The movie's theme resonates deeply with Grimes, whose son died by suicide at age 18. It's why she is certain director Frank Capra based the movie on Seneca Falls, where he visited in 1945. The bridge George Bailey jumps from in his attempt? It's a close match for the one in Seneca Falls that still bears a plaque honoring Antonio Varicalli, who died a century ago when he jumped from that bridge to save a girl who'd tried to kill herself there.
"He (Capra) would have felt that energy and he would have gotten inspiration, I'm sure, from something like that when he was here,” Grimes surmised. “And I do believe he was here because I talked to the barber who cut his hair."
Frank Capra died in 1991, a decade before Seneca Falls began honoring the movie that he said was his favorite.
The annual weekend-long celebration has become a reunion for the film's family, both on and off the screen. Capra's granddaughter, Monica Capra Hodges, began coming to Seneca Falls after encountering Karolyn Grimes at a flea market on the West Coast. It's given her new insight into a man she knew only as "her grandpa who lived in Palm Springs."
"The meaning of the movie to him was, every man's life is important. Every man touches every person's decisions and how they live their life touches so many others," Hodges said.
It's a theme you hear a lot this time of year in Seneca Falls.
"It makes everybody feel ‘I’ve done something,’” said Jimmy Hawkins, who played little Tommy Bailey when he was 4. “George Bailey never thought he did anything until he got to see what life would have been like if he’d never been born. That’s what other people say, that I bet I’ve done something too.”
His memories of being on the set with Frank Capra remain vivid.
"When Jimmy Stewart came in the room, he’d say, 'Now go through his pockets.' So you’ll see me doing all these things like, ‘Oh, did Daddy bring me something?’ or I’d put tinsel on his head."
The festivities in Seneca Falls draw fans from around the country, including new visitors Greg and Jean Bond from West Virginia. They've been fans of the movie for decades.
"Every year without fail. This is our favorite movie,” Jean Bond said.
But it was just this year that they discovered a family connection to the film.

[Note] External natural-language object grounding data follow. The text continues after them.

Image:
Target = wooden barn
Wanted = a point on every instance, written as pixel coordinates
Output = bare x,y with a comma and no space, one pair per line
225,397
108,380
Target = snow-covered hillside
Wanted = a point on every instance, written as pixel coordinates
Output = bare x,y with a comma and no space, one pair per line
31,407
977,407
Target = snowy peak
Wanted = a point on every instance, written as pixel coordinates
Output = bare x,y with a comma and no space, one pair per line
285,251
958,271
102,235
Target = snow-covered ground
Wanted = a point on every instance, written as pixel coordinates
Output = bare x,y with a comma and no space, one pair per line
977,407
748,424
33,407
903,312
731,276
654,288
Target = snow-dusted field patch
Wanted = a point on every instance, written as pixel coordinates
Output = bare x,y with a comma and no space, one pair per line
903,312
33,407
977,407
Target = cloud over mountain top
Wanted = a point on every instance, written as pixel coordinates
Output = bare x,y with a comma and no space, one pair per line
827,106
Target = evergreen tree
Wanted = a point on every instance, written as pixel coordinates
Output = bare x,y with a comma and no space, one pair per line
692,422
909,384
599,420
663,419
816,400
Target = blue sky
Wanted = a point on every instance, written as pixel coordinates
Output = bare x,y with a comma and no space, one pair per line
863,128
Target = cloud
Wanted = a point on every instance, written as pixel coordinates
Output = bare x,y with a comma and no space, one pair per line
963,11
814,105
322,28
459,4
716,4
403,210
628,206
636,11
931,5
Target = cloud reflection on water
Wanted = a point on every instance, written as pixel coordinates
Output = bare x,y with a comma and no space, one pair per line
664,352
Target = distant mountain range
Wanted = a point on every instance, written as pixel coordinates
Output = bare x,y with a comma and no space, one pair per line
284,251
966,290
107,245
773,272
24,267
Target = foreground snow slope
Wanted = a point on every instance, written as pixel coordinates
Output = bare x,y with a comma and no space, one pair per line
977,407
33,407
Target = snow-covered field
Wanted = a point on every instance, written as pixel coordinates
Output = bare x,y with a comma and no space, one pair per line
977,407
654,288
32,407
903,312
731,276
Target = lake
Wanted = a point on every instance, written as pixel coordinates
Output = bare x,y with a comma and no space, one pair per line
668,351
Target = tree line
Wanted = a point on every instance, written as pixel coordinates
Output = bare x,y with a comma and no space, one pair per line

"Ward Bond was my great-uncle. He was my grandfather's brother. He was Bert the cop in the movie, ‘It’s a Wonderful Life.’ I've never met him,” Greg Bond said. “And I found out a few years ago that I was actually related to him and I was like, ‘OK, how awesome is that?’"
Jason Middhaugh and his eighth-grade daughter, Jane, came from Syracuse with their Lego models of Bedford Falls. She's part of what locals hope will be a new generation of fans — and part of a committee that's filling a time capsule to be opened in 2046, on the movie's centennial.
"My dad and I watched it starting when I was 6, and we've watched it every year since then,” said Jane.
Has it become one of her favorites?: “Definitely."
Will Jane be the exception? Frank Capra’s great-granddaughter, Hannah Capra Ermi, hopes her great-grandfather's production choices will make the movie a perennial classic and not just an antique.
"That was a conscious choice that Frank Capra made when he made 'It's Wonderful' that he wanted it to be black and white," she said. "He thought it would retain the nostalgia of the film and really emphasize the emotions and feelings and so I think it's really cool that it's black and white. Once you learn that, it helps create a deeper appreciation for it."
The actors who played Tommy and Zuzu Bailey agree.
"It's never going to go away. It'll be soon the greatest film ever made," said Jimmy Hawkins.
"The young people need to learn what magic is in there,” Karolyn Grimes advised. “And I'm hoping that enough parents will do that as a tradition and it'll just go down through the ages with their kids. Let’s hope so, because it would be a terrible loss if we lost that wonderful story."